Scott Moser (smoser)
Changed in cloud-init:
status: New → Confirmed
importance: Undecided → Medium
Revision history for this message
Scott Moser (smoser) wrote :

This is true that hostname is not set before networking comes up.
I would like to fix this, but there are a couple things to consider
a.) network datasources
   currently there are some datasources that run only after networking comes up. As it is right now it is "too late"to read the hostname from the network metadata service and then update the system hostname before dhcp would run.

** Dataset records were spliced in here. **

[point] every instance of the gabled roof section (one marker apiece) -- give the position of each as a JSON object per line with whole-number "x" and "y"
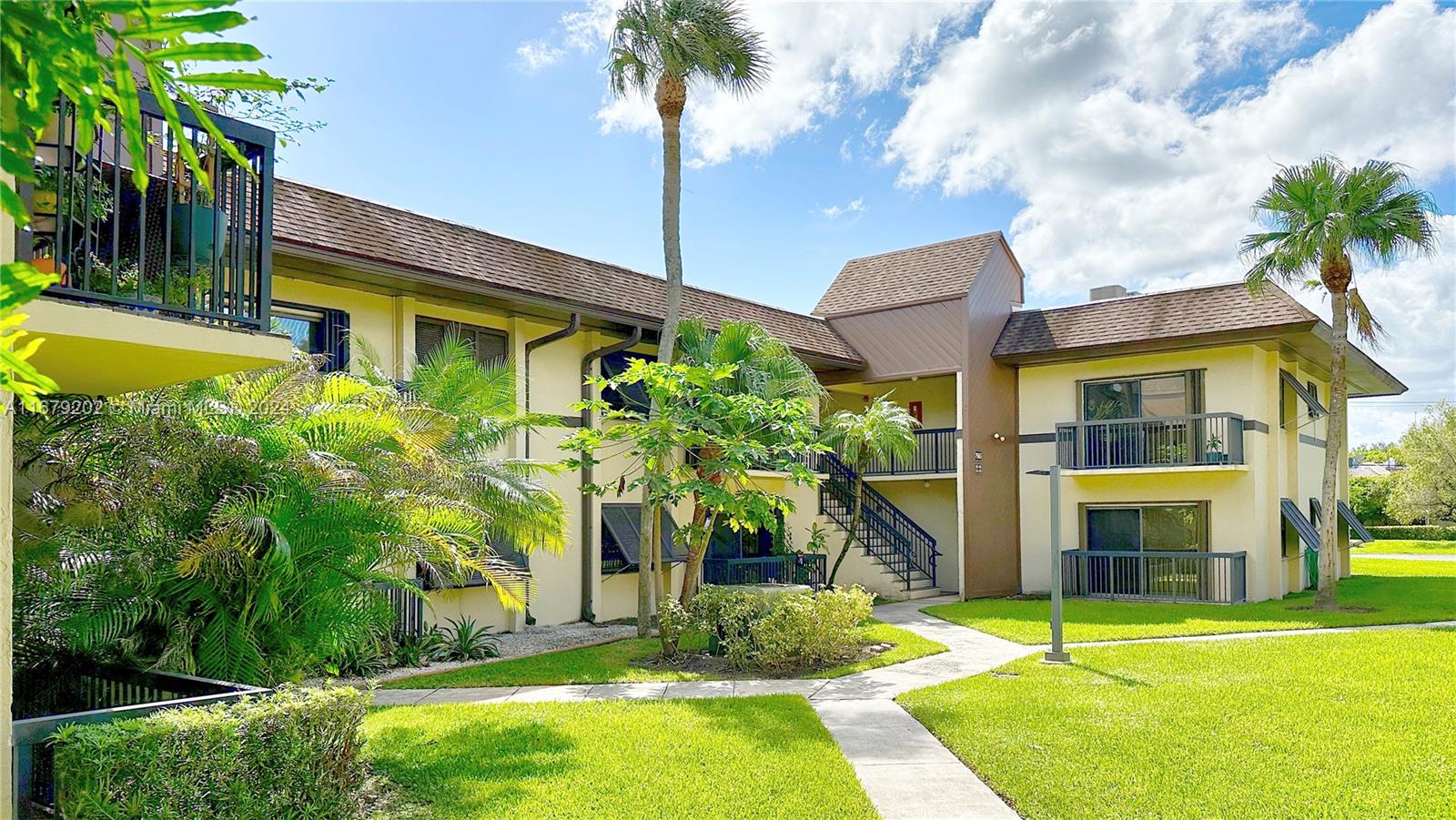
{"x": 1179, "y": 319}
{"x": 1181, "y": 315}
{"x": 915, "y": 276}
{"x": 324, "y": 220}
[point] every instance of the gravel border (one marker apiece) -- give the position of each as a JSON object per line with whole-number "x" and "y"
{"x": 529, "y": 641}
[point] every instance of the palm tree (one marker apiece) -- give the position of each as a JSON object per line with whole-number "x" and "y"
{"x": 883, "y": 430}
{"x": 244, "y": 535}
{"x": 764, "y": 368}
{"x": 664, "y": 47}
{"x": 1318, "y": 218}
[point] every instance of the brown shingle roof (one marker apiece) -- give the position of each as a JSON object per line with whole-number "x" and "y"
{"x": 915, "y": 276}
{"x": 1218, "y": 310}
{"x": 327, "y": 220}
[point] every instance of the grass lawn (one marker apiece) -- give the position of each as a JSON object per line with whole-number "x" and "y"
{"x": 1400, "y": 592}
{"x": 1407, "y": 548}
{"x": 612, "y": 663}
{"x": 1299, "y": 725}
{"x": 713, "y": 757}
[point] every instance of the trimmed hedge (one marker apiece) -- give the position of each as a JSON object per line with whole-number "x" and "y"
{"x": 1414, "y": 531}
{"x": 295, "y": 754}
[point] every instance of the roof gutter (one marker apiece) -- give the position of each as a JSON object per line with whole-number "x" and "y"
{"x": 555, "y": 335}
{"x": 587, "y": 531}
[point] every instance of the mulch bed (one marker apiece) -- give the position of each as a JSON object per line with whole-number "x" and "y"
{"x": 717, "y": 666}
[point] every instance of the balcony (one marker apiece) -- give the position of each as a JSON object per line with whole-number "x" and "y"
{"x": 1210, "y": 577}
{"x": 1205, "y": 440}
{"x": 935, "y": 453}
{"x": 150, "y": 277}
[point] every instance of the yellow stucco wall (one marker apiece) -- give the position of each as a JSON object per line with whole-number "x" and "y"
{"x": 1244, "y": 502}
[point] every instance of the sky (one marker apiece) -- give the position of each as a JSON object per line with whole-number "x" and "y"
{"x": 1110, "y": 143}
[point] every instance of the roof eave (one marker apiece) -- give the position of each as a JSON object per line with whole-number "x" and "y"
{"x": 426, "y": 276}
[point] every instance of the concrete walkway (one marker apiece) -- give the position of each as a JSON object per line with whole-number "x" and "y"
{"x": 1404, "y": 555}
{"x": 903, "y": 768}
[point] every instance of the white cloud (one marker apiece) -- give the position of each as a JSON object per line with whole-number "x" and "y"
{"x": 824, "y": 56}
{"x": 855, "y": 208}
{"x": 538, "y": 55}
{"x": 1103, "y": 121}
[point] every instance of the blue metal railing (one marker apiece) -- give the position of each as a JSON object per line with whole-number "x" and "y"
{"x": 885, "y": 531}
{"x": 798, "y": 568}
{"x": 1172, "y": 440}
{"x": 1213, "y": 577}
{"x": 935, "y": 453}
{"x": 172, "y": 248}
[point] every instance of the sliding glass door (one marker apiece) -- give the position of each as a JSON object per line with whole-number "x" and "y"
{"x": 1127, "y": 439}
{"x": 1159, "y": 531}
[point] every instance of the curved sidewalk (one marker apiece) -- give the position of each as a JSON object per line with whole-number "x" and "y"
{"x": 903, "y": 768}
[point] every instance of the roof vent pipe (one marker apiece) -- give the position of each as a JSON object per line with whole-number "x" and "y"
{"x": 555, "y": 335}
{"x": 1108, "y": 291}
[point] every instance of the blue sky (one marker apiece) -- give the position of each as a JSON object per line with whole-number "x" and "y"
{"x": 434, "y": 108}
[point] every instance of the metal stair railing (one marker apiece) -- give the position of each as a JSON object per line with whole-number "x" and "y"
{"x": 885, "y": 531}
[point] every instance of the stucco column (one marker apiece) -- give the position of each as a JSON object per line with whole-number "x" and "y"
{"x": 6, "y": 577}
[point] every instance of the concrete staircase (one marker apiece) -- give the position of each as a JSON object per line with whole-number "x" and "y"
{"x": 885, "y": 535}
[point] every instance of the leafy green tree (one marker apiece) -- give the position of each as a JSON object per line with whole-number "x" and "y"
{"x": 1370, "y": 499}
{"x": 1426, "y": 488}
{"x": 56, "y": 48}
{"x": 238, "y": 528}
{"x": 763, "y": 368}
{"x": 883, "y": 430}
{"x": 713, "y": 412}
{"x": 1320, "y": 218}
{"x": 664, "y": 47}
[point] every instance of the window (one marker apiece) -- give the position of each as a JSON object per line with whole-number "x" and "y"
{"x": 1147, "y": 397}
{"x": 491, "y": 346}
{"x": 315, "y": 331}
{"x": 628, "y": 397}
{"x": 1152, "y": 528}
{"x": 727, "y": 542}
{"x": 1157, "y": 531}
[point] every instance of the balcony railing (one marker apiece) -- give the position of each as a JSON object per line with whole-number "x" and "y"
{"x": 172, "y": 248}
{"x": 801, "y": 568}
{"x": 935, "y": 453}
{"x": 1213, "y": 577}
{"x": 1171, "y": 440}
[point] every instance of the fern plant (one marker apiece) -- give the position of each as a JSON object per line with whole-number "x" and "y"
{"x": 240, "y": 528}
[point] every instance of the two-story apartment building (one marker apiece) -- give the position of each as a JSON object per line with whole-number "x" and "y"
{"x": 1191, "y": 440}
{"x": 157, "y": 288}
{"x": 1186, "y": 422}
{"x": 1157, "y": 407}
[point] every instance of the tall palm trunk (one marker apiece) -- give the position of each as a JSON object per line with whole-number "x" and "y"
{"x": 854, "y": 524}
{"x": 1334, "y": 449}
{"x": 1336, "y": 273}
{"x": 672, "y": 98}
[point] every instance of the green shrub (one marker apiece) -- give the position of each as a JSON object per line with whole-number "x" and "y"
{"x": 788, "y": 631}
{"x": 672, "y": 623}
{"x": 812, "y": 630}
{"x": 295, "y": 754}
{"x": 465, "y": 641}
{"x": 1416, "y": 531}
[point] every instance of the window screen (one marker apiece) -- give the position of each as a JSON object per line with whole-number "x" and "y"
{"x": 491, "y": 346}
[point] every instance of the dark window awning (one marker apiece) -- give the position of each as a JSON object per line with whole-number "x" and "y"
{"x": 1296, "y": 519}
{"x": 1356, "y": 526}
{"x": 622, "y": 521}
{"x": 1347, "y": 516}
{"x": 1310, "y": 400}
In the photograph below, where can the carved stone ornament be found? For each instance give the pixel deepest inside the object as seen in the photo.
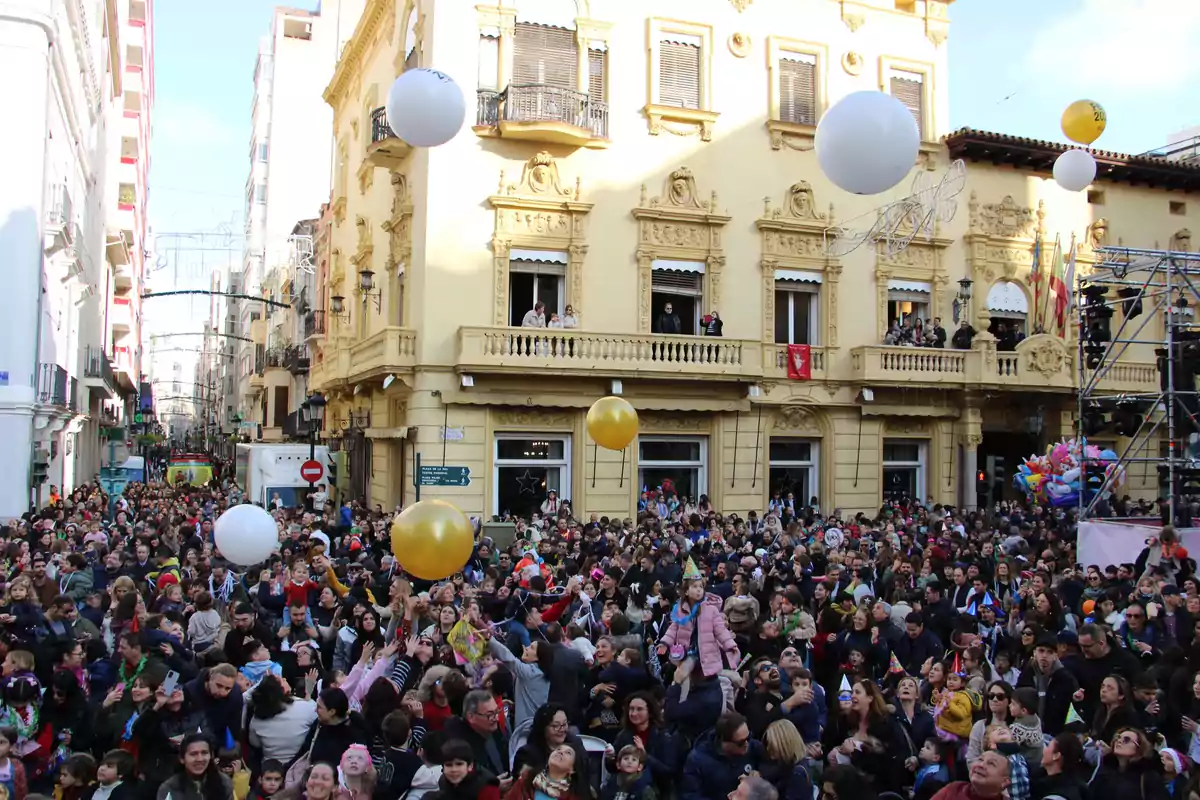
(796, 417)
(538, 212)
(534, 419)
(739, 44)
(798, 204)
(1181, 242)
(1048, 359)
(1005, 218)
(1098, 234)
(540, 179)
(365, 246)
(678, 224)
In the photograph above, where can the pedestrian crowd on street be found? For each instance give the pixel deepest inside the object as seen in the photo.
(683, 654)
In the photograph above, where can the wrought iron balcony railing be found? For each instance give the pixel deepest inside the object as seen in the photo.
(543, 103)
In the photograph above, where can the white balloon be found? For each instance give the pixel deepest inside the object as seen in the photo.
(425, 108)
(246, 535)
(1074, 169)
(867, 143)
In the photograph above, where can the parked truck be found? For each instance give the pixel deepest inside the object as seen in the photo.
(264, 470)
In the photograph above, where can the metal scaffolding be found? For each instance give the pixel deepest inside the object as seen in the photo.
(1150, 286)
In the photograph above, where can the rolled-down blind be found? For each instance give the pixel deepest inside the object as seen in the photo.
(598, 62)
(670, 280)
(797, 91)
(910, 94)
(678, 74)
(545, 55)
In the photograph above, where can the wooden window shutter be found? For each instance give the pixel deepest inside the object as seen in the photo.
(545, 56)
(797, 91)
(678, 74)
(598, 68)
(911, 94)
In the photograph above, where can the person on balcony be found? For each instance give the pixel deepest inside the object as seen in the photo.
(535, 317)
(961, 340)
(669, 322)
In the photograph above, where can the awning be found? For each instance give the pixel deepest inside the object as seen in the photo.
(677, 266)
(538, 256)
(910, 286)
(1007, 298)
(803, 276)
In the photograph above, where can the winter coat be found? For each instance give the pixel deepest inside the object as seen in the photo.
(714, 638)
(709, 774)
(180, 788)
(1054, 695)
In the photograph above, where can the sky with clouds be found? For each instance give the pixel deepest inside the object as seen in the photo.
(1014, 66)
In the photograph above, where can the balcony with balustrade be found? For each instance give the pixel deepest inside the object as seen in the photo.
(385, 149)
(97, 372)
(616, 355)
(543, 113)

b.) systemd-networkd's dhcp client seems to actually be listening for hostname getting set and updating its lease information on that event. we saw this in azure when we were removing the old 'bounce the network' code that served the purpose of publishing the

c.) relying on the guest to populate dns information via dhcp is kind of garbage anyway. as a "cloud" solution anyway.

d.) cloud-init allows setting hostname in user-data (in addition to meta-data).
the user-data provided by the user could be in a '#include' url, which might not be available until all networking is up. Thus, even if we moved network datasources to pull their information 'pre-network' (the way that the digital ocean md service does) we can't consume all the user-data at that point.

'd' might be a reasonable limitation. the other things are acheivable.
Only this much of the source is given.